Now, tomorrow the FOMC releases its projections for the next couple of years for the economy and the Fed funds rate, along with some measures of opinion dispersion at the Fed. I'm not really sure the point of this exercise. It's as if a suspect in a crime (and here we suspect that their forecasts are very poor) decided to present the police with all of the evidence and hope for leniency. But no one has promised the Fed leniency in exchange, so I don't see the upside. We all know that in those projections only one vote really matters, and that's the Chairman's; but by forcing the forecasts public there is a new behavioral dynamic in play: the other members of the Committee will feel ownership of their projections and defensive when they are challenged. We see that with economists all the time - they have a hard time reversing themselves when they are wrong, because everyone will now know they're wrong. The projections released tomorrow won't have names attached, but that doesn't matter - the participants know what their forecasts are and that's where the behavioral tendency vests.

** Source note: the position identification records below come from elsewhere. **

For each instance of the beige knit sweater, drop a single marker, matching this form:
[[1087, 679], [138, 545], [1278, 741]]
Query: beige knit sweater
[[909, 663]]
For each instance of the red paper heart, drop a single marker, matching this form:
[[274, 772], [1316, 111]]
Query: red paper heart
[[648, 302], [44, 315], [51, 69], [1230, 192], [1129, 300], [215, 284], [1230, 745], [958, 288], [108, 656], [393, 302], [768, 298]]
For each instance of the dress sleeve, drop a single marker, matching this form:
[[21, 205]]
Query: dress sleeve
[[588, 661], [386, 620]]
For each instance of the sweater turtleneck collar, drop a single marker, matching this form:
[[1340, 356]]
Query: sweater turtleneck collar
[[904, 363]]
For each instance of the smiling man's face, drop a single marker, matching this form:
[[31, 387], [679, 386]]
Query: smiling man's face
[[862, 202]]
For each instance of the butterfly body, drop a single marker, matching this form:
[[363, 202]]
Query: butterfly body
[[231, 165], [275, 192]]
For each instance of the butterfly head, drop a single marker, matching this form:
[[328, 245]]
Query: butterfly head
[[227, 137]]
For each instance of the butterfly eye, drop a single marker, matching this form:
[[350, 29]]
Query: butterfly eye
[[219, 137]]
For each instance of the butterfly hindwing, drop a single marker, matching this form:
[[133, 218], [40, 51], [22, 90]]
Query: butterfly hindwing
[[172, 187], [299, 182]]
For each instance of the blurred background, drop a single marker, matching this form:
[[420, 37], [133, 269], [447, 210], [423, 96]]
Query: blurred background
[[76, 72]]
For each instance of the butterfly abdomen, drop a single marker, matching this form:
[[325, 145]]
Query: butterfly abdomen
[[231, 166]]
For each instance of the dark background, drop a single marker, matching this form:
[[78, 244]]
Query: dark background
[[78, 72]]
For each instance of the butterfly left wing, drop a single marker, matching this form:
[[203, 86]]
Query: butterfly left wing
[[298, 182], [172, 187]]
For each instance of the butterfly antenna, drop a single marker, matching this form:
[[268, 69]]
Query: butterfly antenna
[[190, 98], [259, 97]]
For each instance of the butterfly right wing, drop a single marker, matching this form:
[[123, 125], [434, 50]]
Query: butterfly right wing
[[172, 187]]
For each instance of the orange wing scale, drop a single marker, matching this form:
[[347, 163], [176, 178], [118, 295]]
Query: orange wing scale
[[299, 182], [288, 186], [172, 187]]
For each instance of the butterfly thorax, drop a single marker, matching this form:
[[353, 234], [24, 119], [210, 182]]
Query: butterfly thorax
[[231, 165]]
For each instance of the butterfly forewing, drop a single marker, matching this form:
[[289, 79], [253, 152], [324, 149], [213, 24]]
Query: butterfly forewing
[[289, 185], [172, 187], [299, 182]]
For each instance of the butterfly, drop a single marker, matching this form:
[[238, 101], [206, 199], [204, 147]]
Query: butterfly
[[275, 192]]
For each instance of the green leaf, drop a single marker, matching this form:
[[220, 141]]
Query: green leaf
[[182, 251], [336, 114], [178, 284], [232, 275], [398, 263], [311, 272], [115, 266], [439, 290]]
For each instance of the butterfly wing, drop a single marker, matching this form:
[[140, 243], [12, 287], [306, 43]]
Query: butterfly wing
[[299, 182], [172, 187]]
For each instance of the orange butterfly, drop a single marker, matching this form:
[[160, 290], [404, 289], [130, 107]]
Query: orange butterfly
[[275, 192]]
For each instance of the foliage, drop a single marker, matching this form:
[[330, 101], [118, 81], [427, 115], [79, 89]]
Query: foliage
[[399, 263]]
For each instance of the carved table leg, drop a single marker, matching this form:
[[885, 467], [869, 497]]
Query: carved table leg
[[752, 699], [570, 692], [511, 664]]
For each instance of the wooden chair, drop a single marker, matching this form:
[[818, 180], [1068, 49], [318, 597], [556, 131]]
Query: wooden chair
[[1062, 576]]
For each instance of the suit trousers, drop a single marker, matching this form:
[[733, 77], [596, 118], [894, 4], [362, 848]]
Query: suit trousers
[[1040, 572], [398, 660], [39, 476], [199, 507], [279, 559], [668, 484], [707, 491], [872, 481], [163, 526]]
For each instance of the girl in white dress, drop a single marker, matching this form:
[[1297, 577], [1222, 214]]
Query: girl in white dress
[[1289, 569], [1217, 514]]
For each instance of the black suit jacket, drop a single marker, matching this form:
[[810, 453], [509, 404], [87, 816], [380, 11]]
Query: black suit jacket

There is also the question of what to make of the forecasts, if they don't uniformly say 0.25% until mid-2013. As you recall, that is the pledge the Fed made on rates. It was not made conditional, although historical revisionists seem to think it was. The Fed has had ample opportunity to make the promise explicitly conditional either vaguely (making it contingent on continued economic sogginess) or precisely (an Evans Rule sort of formulation), and has not. I expect that we will see the central tendency still near 0.25% for June 2013, but I don't think the bond market will react well if it isn't. I actually think the FOMC will move to add liquidity somewhat aggressively if growth does slow (or if Europe implodes), but the Fed Table doesn't illustrate that dynamism well.
Pressure is building on the bond market from the rising core inflation rates both domestically and abroad and from the rising amount of debt that needs to be rolled and the new money that needs to be raised. I expect equities to keep slowly inching higher (the narrow ranges and steady advance since December is oddly reminiscent of the same thing that happened beginning in mid-2010 in the leadup to QE2), commodities to outpace them, and bonds to suffer further.